Epouses d'enfants: une vie souvent brisée par la violence domestique
Lorsque les filles se marient avant l'âge de 18 ans, leur vie est trop souvent marquée par une sorte de violence inexprimée mais pourtant bien réelle. Ela Bhatt de The Elders décrit avec justesse ce qui se passe «avec le consentement de la société» .
Dans de nombreux cas, les parents estiment qu'il est dans l'intérêt de leur fille de se marier à un jeune âge: ils croient que le mariage la protégera des agressions physiques ou sexuelles. Pourtant, cette croyance est souvent erronée.
Les jeunes mariées ont rarement leur mot à dire sur qui et quand elles se marient. Melka, d'Ethiopie , avait 14 ans lorsqu'elle est rentrée à la maison après avoir appris qu'elle devait se marier ce jour-là avec un homme âgé de sa communauté. «Après le mariage», se souvient-elle, «ils m'ont emmené chez lui dans le village voisin.

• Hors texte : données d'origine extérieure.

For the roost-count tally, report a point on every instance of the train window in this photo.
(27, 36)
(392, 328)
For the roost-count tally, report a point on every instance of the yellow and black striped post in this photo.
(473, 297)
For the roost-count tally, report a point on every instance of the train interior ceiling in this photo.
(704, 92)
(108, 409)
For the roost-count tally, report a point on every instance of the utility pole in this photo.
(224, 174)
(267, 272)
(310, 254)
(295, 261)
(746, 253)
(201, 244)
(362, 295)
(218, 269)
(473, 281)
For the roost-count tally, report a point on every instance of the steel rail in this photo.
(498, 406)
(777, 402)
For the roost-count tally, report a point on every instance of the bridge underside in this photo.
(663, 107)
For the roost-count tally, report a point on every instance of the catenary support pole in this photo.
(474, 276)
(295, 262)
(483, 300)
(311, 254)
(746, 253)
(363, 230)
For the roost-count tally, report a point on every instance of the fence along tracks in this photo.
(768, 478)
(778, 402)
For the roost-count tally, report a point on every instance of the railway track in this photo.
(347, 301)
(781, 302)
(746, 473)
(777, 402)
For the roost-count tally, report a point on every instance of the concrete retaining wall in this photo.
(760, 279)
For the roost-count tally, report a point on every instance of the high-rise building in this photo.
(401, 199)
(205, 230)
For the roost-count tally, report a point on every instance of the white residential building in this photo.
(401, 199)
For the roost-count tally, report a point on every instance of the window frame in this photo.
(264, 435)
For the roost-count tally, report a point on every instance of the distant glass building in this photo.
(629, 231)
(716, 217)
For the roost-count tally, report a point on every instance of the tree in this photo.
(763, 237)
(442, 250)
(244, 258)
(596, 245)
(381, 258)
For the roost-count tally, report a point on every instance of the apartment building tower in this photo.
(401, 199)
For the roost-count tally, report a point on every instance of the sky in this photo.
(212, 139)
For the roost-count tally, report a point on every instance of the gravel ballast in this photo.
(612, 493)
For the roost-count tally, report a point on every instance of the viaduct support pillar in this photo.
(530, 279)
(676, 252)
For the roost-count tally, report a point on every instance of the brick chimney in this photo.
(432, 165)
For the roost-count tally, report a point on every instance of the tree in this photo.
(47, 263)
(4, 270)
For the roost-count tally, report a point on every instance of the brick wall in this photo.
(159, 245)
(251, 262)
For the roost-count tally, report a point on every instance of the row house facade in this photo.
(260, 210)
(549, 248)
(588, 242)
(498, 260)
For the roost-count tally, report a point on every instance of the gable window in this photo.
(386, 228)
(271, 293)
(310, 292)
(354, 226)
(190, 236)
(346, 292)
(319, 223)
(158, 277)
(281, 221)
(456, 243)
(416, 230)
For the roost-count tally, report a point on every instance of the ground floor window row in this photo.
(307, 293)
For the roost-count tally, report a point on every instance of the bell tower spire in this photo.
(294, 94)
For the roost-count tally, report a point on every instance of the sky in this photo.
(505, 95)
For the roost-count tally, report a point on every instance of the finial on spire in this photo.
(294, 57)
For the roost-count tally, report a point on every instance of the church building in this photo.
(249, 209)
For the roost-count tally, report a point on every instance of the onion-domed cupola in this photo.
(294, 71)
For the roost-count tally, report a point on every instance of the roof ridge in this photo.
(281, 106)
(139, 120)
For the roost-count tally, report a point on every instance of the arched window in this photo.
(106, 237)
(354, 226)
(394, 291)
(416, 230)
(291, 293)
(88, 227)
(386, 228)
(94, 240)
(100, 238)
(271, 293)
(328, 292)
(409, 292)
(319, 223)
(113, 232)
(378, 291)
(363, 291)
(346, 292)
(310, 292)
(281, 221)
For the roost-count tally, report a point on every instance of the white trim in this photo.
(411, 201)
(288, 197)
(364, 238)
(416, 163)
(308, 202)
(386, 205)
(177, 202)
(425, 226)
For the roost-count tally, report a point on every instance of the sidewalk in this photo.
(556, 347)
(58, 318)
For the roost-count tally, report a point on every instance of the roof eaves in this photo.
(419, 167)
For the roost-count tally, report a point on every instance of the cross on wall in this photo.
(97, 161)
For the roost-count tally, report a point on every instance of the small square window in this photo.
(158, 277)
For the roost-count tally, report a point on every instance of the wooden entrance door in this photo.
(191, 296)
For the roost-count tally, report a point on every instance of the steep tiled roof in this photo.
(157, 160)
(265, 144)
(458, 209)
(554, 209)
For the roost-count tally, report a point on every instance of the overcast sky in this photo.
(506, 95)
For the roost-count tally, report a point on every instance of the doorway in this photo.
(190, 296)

Il a commencé à me pousser vers la chambre. Je ne voulais pas aller à l'intérieur, mais personne ne m'écouterait ».
«Il a commencé à me pousser vers la chambre à coucher. Je ne voulais pas aller à l'intérieur, mais personne ne m'écouterait. »
Melka
Melka n'est pas seule dans sa situation. Une étude menée dans le nord de l’Éthiopie a révélé que 81% des enfants mariées interrogés ont décrit leur initiation sexuelle comme forcée. En Inde, elles étaient trois fois plus susceptibles de déclarer avoir été forcées d'avoir des relations sexuelles que les filles mariées plus tard.
Les mariées d'enfants sont également plus vulnérables aux abus physiques. Les filles mariées avant 18 ans sont systématiquement plus susceptibles d'être battues ou menacées par leur mari que les filles qui se marient plus tard. Souvent mariés à des hommes beaucoup plus âgés, ils ont plus de chances de croire qu'un homme a parfois le droit de frapper sa femme que les femmes qui se marient plus tard.
Le mariage des jeunes soumet également les filles à des formes insidieuses de violence psychologique, car la pression émotionnelle exercée par leur famille, leur mari ou leur belle-famille peut limiter leur capacité à prendre des décisions concernant leur vie et leur corps. L'initiation sexuelle forcée et une grossesse précoce peuvent avoir des effets à long terme sur la santé mentale des futures mariées pendant des années.
Evelyn, originaire du Libéria , n'avait que 15 ans lorsqu'elle a été forcée de se marier. Très tôt, elle a eu du mal à affirmer si elle souhaitait avoir un bébé et à quel moment, et elle a vite compris que, si elle utilisait une forme de contraception, son mari la quitterait. Elle vit constamment dans la peur qu'il découvre.
Contrer la violence à laquelle les filles sont confrontées
Pratique complexe dont les causes ne peuvent être généralisées, le mariage des enfants repose sur une hypothèse fondamentale: les femmes et les filles ont en quelque sorte une valeur moindre. Cela conduit souvent à des situations dans lesquelles les actes de violence à l'égard des filles sont plus faciles à justifier.
Lutter contre la normalisation de la violence dans la vie des filles et des femmes forcées de se marier tôt est l'un des plus grands défis de nos efforts pour mettre fin à la violence sexiste. Il faudra du courage, de la détermination et une action coordonnée de tous les secteurs de la société pour y mettre un terme.
En tant que problème transversal, mettre fin au mariage des enfants nécessitera la collaboration de tous les secteurs de la société, y compris les gouvernements, les parlementaires, la société civile, les dirigeants communautaires, les organisations internationales, les donateurs et au-delà. Les engagements politiques et financiers concrets visant à mettre fin au mariage des enfants ne profiteront pas seulement aux efforts mondiaux pour mettre fin à la violence à l'égard des femmes et des filles: ils seront également essentiels pour parvenir à un développement durable.